The CEO made controversial comments about transgender and plus-size models, and sales have taken a huge hit. On average, Victoria’s Secret has closed around 15 stores per year.
Regal Cinemas
This year has been especially hard on movie theaters around the globe. Many of them shut down temporarily but opened once restrictions started to lax. Regal is still having a hard time, though. With most major films being postponed, parent company Cineworld has decided to shut down all theaters once again in the United States – all of them. While some closures are simply temporary, many are permanent.
This comes after a billion-dollar loss for the year. Admission dropped a whopping 65.1%, according to Hollywood Reporter. More theater closures are some to come as admission continues to decline and money is lost.
IHOP
IHOP isn’t fairing very well in today’s market. It attempted a huge marketing scheme by saying it was going to change its name to “International House of Burgers” or IHOb.

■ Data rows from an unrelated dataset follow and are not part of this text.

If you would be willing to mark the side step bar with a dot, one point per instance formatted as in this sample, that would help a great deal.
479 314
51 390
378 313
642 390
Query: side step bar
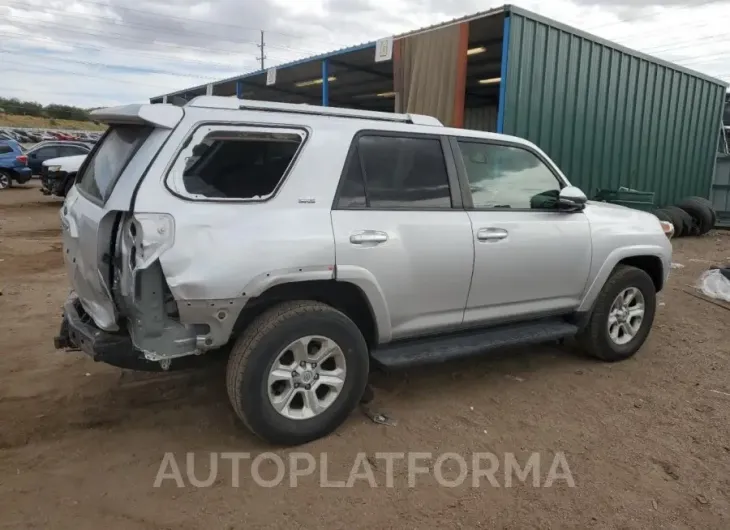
440 349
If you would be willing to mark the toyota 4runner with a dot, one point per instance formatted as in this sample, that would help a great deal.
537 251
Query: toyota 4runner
311 243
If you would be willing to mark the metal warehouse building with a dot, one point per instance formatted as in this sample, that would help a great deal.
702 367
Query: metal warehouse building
608 115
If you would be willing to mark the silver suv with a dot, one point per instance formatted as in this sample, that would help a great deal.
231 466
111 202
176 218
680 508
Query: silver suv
310 244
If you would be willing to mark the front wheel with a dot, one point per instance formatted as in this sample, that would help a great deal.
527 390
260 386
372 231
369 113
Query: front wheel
622 316
297 372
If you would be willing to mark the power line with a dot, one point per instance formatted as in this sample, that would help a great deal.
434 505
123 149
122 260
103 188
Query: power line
261 47
640 17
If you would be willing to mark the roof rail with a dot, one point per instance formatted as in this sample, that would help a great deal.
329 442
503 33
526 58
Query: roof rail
222 102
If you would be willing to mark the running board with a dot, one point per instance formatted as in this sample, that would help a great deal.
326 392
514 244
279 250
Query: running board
440 349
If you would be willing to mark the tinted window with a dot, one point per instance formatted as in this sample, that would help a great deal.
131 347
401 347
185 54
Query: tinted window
72 150
405 173
239 165
352 192
508 177
47 152
108 161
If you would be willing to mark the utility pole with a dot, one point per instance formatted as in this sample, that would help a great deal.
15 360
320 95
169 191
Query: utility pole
261 46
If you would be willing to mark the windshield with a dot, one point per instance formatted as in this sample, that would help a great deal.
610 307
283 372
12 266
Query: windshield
108 161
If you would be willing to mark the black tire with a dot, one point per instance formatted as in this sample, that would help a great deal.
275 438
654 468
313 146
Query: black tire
595 337
683 222
69 184
6 180
258 347
701 212
663 215
708 203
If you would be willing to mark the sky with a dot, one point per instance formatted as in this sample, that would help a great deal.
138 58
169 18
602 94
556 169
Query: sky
93 53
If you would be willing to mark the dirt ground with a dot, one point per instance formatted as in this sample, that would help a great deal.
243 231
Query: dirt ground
647 440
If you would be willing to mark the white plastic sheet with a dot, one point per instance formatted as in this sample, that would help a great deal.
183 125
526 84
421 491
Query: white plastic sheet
713 284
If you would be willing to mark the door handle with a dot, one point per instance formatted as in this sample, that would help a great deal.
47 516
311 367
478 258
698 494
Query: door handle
368 236
491 234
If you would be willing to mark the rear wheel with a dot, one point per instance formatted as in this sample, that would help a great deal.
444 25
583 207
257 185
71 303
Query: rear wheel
5 180
622 316
297 372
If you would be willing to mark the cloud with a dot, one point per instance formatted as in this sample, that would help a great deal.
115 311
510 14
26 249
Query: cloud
105 52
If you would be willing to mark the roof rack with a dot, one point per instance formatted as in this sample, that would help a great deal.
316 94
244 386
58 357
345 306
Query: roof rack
222 102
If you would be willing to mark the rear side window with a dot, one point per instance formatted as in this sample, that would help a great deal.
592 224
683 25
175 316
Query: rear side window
109 160
396 173
239 164
47 152
72 150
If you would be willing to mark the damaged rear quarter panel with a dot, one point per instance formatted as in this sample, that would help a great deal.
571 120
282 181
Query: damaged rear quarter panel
224 253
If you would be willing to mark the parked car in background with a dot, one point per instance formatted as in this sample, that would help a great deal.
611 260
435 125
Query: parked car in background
43 151
59 174
13 164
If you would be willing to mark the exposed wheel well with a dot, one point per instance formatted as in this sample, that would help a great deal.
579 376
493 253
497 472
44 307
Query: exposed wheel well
652 265
343 296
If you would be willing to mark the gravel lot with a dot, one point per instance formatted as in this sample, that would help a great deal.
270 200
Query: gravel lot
647 440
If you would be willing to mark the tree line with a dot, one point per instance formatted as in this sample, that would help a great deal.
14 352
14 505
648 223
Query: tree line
53 111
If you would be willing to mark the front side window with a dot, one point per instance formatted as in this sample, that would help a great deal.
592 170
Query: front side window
502 176
237 164
387 172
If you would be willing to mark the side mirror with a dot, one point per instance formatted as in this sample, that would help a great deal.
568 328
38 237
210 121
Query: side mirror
572 199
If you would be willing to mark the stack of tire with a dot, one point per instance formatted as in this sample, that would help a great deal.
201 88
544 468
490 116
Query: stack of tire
692 216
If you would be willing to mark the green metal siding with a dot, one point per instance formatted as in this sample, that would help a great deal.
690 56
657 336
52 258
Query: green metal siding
608 116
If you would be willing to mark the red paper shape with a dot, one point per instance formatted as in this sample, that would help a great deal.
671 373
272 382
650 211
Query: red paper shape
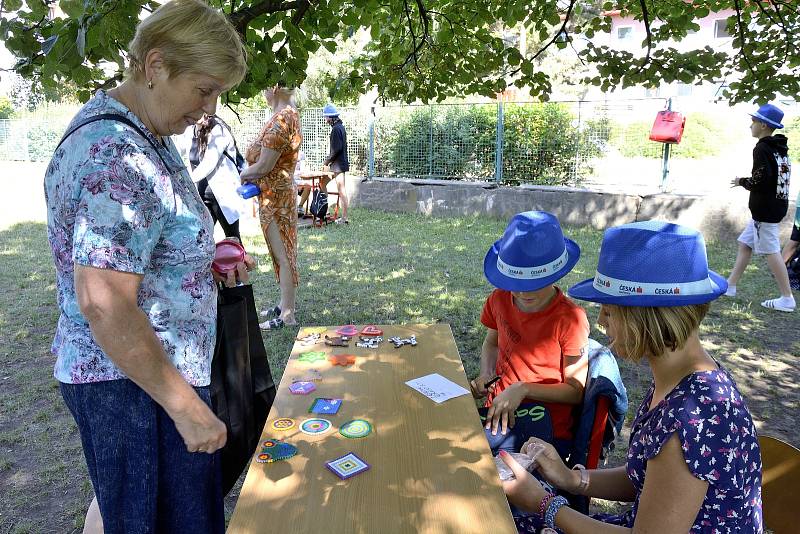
347 330
342 359
371 330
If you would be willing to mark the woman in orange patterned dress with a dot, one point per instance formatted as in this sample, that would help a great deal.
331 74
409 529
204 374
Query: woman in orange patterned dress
272 158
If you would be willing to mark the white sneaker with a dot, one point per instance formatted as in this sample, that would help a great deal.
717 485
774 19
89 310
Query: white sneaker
786 304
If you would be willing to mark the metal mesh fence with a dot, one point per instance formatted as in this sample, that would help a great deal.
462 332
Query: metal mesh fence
558 143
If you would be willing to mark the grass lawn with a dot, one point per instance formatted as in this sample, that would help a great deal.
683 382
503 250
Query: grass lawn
382 268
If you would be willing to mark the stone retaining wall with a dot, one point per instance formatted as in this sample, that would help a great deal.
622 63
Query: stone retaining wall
720 217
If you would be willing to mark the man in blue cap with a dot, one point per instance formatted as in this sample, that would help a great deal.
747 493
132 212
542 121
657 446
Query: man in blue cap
337 158
769 201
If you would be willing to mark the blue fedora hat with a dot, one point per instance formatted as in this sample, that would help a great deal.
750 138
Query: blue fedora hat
533 253
330 111
769 115
651 263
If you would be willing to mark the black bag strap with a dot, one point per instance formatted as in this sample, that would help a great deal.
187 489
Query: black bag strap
118 118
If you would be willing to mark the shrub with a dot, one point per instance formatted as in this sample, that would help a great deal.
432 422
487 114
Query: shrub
704 136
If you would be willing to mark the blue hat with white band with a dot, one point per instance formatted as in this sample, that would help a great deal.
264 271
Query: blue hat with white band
651 263
533 253
770 115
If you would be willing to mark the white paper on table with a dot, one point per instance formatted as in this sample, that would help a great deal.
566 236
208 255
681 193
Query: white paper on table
437 388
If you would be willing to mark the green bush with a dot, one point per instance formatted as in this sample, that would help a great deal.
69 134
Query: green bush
42 140
445 141
704 136
542 144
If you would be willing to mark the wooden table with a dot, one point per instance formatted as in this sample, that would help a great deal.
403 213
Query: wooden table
431 469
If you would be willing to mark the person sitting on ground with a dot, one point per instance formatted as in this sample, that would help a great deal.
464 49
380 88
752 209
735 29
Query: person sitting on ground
769 201
536 337
693 461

Doing this just caused a stir with Applebee’s. While IHOP deals with dropping sales, it’s now also embroiled in a lawsuit with Applebee’s.
Bed Bath & Beyond
Experts are guessing that Bed Bath & Beyond will be the next major retailer to go bankrupt. Over the last two years, the stock has dropped 61%.
Revenue has been steadily shrinking, and profits are looking even worse. Bed Bath & Beyond is iconic, but not iconic enough to save itself from bankruptcy.
Pier 1
Despite a bit of a turn-around, COVID-19 and existing debt hit Pier 1 pretty hard. The brand has been suffering from execution issues and problems from competition like Amazon and Wayfair.
In February of 2020, Pier 1 filed for bankruptcy. By May, the brand decided to shut down all of its stores. Many blame the Coronavirus, and while that had a huge hit, Pier 1 has been struggling for a while. All 540 stores will shut down.